Pelo-me por uma boa história. Quando era gaiata, entrei num livro e nunca mais de lá saí. Cresci a andar de baloiço nas linhas brancas que cosem as páginas em grupos de quatro. Refastelo-me no espaço aconchegante que separa as palavras, com uma vírgula redonda e macia a fazer de almofada. Às vezes, saio para apanhar ar entre parágrafos. Ou fico na linha, agitada, ponto-exclamada. Raras vezes me perco em reticências, que evito. Não confio nelas... Seduzem-me, porém, o ponto-e-vírgula e o travessão, vilões da monotonia.

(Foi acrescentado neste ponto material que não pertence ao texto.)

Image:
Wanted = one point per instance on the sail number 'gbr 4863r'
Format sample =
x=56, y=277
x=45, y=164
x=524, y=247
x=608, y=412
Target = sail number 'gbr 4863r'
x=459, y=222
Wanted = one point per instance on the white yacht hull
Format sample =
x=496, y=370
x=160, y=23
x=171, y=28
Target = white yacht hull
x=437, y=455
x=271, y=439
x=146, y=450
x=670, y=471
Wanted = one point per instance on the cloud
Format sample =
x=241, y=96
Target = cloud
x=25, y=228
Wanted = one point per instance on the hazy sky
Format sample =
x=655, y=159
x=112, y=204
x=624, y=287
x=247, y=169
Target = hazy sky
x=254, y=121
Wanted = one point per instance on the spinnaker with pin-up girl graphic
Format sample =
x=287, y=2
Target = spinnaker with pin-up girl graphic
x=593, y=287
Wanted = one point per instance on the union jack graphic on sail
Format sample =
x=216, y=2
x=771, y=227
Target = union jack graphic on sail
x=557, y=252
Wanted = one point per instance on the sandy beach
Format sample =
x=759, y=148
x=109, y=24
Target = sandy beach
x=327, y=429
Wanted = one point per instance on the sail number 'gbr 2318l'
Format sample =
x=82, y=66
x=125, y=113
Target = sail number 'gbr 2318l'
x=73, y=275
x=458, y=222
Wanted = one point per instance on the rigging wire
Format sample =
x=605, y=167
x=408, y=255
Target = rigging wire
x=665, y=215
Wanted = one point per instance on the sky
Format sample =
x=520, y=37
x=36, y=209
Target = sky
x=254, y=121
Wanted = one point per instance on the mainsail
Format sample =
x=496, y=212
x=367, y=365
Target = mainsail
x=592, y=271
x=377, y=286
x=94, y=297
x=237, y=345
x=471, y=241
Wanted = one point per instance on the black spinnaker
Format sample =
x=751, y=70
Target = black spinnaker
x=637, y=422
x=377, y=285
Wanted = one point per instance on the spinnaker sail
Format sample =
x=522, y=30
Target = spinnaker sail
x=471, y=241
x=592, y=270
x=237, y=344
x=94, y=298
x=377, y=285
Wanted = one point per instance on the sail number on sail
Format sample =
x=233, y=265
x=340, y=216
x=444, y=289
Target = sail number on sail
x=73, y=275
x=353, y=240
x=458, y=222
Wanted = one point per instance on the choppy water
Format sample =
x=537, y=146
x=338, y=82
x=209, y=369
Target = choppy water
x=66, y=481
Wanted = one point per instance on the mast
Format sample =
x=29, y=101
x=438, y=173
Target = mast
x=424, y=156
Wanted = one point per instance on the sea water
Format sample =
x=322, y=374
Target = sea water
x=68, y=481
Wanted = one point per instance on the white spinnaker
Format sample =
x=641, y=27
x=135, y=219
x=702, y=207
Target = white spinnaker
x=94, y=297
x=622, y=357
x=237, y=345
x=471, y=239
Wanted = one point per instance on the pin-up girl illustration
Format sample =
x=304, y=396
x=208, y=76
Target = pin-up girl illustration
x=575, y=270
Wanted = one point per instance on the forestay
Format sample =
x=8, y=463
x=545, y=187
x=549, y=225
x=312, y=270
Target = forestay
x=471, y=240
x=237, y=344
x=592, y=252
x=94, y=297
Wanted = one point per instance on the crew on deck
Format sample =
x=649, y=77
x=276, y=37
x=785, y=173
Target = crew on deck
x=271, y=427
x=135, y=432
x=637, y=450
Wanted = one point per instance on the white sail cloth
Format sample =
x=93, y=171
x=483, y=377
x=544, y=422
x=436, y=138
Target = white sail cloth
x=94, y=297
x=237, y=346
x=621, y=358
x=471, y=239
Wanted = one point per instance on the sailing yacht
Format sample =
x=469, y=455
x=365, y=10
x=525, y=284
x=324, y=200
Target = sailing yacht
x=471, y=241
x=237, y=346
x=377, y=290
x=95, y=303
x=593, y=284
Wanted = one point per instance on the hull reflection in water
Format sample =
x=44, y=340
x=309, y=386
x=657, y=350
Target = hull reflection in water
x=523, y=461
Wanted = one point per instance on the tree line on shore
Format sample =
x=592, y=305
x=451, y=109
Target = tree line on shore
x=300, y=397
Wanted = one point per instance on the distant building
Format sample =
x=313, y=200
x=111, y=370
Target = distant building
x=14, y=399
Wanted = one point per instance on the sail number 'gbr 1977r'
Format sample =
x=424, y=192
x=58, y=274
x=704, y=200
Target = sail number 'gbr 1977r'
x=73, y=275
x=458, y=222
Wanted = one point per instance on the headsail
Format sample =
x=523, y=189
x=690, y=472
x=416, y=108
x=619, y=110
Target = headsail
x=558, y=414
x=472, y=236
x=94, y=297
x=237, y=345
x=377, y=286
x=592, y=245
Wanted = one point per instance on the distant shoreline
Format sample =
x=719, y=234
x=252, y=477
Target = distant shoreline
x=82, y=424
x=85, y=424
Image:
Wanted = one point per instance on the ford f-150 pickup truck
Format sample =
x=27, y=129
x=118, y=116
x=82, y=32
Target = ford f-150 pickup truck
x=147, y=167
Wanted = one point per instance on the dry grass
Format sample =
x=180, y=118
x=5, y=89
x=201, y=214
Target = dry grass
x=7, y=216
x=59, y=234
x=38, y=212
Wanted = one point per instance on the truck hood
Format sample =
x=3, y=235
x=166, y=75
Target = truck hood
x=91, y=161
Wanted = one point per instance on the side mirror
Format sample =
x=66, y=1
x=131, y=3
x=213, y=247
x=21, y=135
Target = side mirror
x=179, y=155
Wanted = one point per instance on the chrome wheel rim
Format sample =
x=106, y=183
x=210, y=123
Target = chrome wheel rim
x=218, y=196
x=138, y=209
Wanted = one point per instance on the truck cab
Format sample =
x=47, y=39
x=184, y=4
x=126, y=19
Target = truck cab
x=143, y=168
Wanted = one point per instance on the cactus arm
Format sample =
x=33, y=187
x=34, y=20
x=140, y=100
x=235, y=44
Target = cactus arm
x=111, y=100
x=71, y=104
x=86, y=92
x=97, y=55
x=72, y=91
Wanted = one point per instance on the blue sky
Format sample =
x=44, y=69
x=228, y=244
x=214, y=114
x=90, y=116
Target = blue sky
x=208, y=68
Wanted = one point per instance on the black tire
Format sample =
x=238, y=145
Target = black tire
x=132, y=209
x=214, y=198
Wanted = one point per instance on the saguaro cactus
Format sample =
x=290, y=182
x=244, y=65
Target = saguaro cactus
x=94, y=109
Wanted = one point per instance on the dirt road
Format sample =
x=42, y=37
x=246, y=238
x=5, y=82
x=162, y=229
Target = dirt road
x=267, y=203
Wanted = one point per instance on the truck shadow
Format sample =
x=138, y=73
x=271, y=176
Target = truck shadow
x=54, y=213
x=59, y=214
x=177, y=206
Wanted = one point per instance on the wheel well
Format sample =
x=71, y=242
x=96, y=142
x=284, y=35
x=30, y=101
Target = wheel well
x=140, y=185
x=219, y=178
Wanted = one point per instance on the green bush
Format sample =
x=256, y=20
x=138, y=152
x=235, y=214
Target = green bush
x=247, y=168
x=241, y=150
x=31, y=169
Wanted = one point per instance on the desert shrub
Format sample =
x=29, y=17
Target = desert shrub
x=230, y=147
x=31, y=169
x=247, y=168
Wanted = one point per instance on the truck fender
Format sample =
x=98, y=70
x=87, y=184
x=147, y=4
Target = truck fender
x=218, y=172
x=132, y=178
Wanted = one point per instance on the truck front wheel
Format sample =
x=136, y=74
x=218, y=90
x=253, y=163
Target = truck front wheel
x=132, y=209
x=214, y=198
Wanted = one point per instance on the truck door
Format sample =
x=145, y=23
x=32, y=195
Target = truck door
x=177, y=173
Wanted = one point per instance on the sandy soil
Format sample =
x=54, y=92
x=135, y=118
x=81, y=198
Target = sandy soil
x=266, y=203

Foi uma tristeza quando a carrinha da Biblioteca Itinerante de Oeiras deixou de se deslocar à rua que me viu crescer como um esparguete (mais para cima que para os lados), porque não compensava, visto ser a única leitora.
Para me consolar da perda, e porque os livros que tinha contavam-se pelos dedos, refugiei-me no regaço do enorme Dicionário Ilustrado de Português, forrado a tecido cor de café-com-leite, que li de fio a pavio, tendo encontrado, certa vez, um erro de ortografia (!) — o que muito me indignou. Completava compulsivamente as palavras-cruzadas que saíam nos jornais e comia canja com massa de letras.
Correspondi-me (antes da internet) com uma idosa inglesa, minha penfriend, a quem enviava longos testamentos sobre os dilemas da adolescência e fi-lo até ela acabar por falecer (espero que não de tédio).
Não tenho televisão. Nem quero. Contudo, há sempre espaço para mais um livro. Fiz bookcrossing. Apanhei livros do lixo. Comprei muitos. Doei bastantes. Devo ter roubado algum livro por velhacaria, que eu não sou santa. Tenho a certeza que sim. Mas devolvo os que me emprestam. Fui uma “Book Loving Girl” no projecto com o mesmo nome, do fotógrafo Mário Pires, exposto na Fnac.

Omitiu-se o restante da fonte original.